Monday, June 8, 2009

grateful

I was just talking to my mom for a little while about our days. Today when I got home from work, there was a manila envelope in my mailbox from her. She's having a jewelry party this weekend and mailed me the catalogue so that I can look through it and she'll get something for me through a discounted price.

It's little things like this that make me realize again and again how lucky I am to have her in my life. She's extremely thoughtful. In fact, everything she does she considers my sister and myself. If she's picking up some clothes, 'Is there anything here Hill would like?' 'That's Amanda's favorite color. Maybe I should pick that up for her.' Seriously, everything she does she thinks of us. It makes me feel really selfish sometimes. Each day, especially as I've experienced this STUCK feeling more and more, it seems like all I've had time to do (or allowed myself to do) has been to try to get through this part of my life. It's almost as if I've been so overwhelmed by everything that I've retreated to tunnel vision not because I think I'm more important than anyone else, but because I've felt so overwhelmed by my own life that I wasn't sure I could take on thinking about too many things.

I'm extremely happy to be moving closer to my mom. Now, I can probably see her at least once a month and I'll feel like I can make more of a contribution in her life and actually do things with her or for her. This may be as simple as grocery shopping or helping her pick out shoes for a cocktail party. All I know is that I've missed her terribly in the past few years and I'm so glad that I'll get to take back some of that time by creating new memories as I move forward in my life and my education in September.

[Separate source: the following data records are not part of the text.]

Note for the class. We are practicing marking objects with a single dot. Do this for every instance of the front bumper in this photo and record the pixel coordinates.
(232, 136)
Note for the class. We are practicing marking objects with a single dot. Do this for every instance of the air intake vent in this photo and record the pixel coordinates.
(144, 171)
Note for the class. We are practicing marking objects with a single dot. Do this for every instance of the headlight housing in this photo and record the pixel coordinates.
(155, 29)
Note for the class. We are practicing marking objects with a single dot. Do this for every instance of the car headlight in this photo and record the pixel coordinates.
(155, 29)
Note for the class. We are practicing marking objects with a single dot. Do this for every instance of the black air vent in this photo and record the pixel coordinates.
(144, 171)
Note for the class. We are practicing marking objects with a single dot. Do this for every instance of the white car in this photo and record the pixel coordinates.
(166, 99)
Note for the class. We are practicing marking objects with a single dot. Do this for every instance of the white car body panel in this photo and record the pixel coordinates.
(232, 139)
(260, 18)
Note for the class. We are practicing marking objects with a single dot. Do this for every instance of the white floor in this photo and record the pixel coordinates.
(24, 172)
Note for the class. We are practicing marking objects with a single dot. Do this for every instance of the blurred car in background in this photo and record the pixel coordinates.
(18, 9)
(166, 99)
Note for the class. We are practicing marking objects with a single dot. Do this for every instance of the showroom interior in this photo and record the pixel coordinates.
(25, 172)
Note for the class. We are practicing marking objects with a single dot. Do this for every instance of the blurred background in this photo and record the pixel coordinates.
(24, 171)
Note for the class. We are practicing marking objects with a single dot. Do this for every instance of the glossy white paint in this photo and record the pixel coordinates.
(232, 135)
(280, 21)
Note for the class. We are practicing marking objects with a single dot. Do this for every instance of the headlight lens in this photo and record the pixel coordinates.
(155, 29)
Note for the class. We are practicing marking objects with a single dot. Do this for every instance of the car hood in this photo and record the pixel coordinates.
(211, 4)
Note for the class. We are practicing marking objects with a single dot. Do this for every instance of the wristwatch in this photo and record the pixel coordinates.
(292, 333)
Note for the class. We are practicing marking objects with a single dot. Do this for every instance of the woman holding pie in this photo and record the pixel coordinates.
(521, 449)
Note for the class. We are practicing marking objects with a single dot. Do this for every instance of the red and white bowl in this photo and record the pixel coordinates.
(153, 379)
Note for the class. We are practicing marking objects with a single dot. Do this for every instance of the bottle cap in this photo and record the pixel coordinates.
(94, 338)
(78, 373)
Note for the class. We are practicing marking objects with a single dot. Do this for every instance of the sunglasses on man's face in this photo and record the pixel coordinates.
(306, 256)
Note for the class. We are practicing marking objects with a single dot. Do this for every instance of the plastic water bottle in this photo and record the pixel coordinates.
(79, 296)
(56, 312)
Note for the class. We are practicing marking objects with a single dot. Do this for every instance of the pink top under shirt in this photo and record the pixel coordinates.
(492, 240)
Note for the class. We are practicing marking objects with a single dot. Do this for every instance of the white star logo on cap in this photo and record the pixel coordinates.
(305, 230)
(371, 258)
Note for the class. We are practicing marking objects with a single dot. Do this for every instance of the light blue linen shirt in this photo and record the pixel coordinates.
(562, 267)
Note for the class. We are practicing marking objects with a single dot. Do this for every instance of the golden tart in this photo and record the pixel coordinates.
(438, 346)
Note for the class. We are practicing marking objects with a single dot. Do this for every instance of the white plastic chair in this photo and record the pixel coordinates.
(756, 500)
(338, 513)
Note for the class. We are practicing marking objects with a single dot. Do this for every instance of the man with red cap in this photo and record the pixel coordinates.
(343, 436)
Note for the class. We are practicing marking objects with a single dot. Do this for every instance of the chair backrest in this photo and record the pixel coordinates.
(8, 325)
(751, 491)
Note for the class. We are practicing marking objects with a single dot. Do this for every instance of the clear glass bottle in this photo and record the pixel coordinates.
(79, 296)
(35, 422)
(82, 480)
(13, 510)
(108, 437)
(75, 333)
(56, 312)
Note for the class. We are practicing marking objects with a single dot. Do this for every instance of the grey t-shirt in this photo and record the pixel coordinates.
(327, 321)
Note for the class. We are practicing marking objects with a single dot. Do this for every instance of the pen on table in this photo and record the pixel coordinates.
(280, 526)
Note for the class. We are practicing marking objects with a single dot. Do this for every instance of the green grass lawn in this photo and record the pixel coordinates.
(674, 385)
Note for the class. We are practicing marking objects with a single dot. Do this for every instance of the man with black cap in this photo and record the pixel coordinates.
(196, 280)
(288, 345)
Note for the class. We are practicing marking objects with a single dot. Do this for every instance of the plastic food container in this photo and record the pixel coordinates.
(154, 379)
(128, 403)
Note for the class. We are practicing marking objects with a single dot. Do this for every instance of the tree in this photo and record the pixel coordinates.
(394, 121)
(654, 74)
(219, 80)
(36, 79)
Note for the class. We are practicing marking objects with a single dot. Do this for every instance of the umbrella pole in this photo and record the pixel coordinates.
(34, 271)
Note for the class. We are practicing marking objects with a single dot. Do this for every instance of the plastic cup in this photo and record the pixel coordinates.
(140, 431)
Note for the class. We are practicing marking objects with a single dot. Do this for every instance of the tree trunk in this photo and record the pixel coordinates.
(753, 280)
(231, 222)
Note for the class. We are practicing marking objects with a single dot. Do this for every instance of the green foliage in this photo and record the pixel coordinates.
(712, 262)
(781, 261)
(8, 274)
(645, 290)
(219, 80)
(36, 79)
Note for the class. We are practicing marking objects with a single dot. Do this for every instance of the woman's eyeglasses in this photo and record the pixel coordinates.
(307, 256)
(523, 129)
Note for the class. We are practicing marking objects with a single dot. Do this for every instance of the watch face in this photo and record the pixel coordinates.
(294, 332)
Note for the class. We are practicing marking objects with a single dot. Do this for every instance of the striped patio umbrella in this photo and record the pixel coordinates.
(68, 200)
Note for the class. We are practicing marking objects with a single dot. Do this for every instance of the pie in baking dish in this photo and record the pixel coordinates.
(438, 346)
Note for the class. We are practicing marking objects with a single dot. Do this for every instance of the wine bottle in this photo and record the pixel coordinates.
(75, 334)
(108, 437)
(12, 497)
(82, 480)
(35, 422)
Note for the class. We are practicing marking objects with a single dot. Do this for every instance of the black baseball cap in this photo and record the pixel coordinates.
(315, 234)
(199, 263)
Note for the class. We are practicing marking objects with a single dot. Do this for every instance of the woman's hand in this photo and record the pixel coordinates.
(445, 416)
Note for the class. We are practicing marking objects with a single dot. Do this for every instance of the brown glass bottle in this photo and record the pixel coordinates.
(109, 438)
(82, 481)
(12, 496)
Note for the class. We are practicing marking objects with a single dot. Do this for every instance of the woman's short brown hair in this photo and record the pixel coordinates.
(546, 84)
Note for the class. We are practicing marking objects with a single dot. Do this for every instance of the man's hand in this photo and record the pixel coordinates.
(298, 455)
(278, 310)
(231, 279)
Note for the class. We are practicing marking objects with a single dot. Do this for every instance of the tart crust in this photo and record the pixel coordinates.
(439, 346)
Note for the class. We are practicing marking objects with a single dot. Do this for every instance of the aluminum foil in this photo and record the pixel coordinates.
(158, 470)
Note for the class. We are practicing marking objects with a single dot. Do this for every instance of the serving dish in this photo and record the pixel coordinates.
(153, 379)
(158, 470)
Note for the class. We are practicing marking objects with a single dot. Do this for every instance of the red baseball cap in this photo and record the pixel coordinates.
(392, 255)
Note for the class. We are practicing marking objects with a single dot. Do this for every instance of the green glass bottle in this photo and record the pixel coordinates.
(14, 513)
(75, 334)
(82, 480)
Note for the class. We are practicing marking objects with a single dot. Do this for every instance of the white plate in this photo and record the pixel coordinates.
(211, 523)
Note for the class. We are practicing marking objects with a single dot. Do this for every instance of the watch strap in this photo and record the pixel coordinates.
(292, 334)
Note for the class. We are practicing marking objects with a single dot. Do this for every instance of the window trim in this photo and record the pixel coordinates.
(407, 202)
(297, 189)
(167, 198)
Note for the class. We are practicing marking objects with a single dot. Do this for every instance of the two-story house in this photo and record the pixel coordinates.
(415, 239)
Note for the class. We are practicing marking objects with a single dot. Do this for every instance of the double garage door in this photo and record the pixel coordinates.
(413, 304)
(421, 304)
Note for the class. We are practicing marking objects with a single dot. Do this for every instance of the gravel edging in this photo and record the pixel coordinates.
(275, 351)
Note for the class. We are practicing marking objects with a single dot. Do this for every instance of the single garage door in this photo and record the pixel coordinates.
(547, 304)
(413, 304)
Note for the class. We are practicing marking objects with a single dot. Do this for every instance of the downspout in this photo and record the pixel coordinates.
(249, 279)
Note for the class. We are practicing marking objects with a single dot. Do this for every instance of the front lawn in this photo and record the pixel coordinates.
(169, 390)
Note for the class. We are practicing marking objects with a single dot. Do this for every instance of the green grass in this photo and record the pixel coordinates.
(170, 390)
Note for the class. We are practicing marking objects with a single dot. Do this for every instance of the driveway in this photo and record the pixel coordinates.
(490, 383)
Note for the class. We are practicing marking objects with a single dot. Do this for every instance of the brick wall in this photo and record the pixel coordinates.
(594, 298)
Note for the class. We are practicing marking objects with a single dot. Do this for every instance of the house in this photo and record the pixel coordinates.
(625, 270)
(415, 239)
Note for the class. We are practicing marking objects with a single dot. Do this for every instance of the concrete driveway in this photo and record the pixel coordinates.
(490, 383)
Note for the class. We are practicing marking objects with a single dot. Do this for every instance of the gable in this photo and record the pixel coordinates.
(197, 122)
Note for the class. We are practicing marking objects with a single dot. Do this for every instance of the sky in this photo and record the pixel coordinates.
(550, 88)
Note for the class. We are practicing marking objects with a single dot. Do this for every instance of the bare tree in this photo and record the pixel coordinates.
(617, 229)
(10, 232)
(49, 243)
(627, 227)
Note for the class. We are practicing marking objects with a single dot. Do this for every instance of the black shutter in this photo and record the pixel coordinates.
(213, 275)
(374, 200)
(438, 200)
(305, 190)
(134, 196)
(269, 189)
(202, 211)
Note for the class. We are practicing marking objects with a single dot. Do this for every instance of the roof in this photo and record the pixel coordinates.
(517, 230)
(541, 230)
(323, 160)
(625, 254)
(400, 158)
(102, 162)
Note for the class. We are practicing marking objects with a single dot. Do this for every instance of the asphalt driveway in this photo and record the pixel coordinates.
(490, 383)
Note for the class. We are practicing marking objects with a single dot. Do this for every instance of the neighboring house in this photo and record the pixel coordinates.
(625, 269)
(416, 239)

When you're feeling stuck and so overwhelmed, sometimes it's a really good thing to do something selfless and be grateful for all the important people in your life. This isn't just one of those generic 'Look on the bright side' sentiments because quite honestly, no one wants to hear that when you're stuck in a moment. It won't make you feel better, but I think being grateful will.

Surround yourself with lots of photos, collages and tokens of the important people in your life. Email, write or call often and hear the voice of someone who's important to you: someone without whom your life would be completely different. 

At this point in time, I won't say that I'm completely UNstuck because I'd be lying if I said that. However, one of the symptoms of my stuckness took over a little this afternoon. I could feel myself in a grouchy mood upon my walk and arrival home. Then I saw the catalogue from my mom and it made me want to call her. Now I've spoken to her, feel energized and I'm ready to start my cleansing (i.e. cleaning out my closet - yikes!) as well as some yoga/meditation later.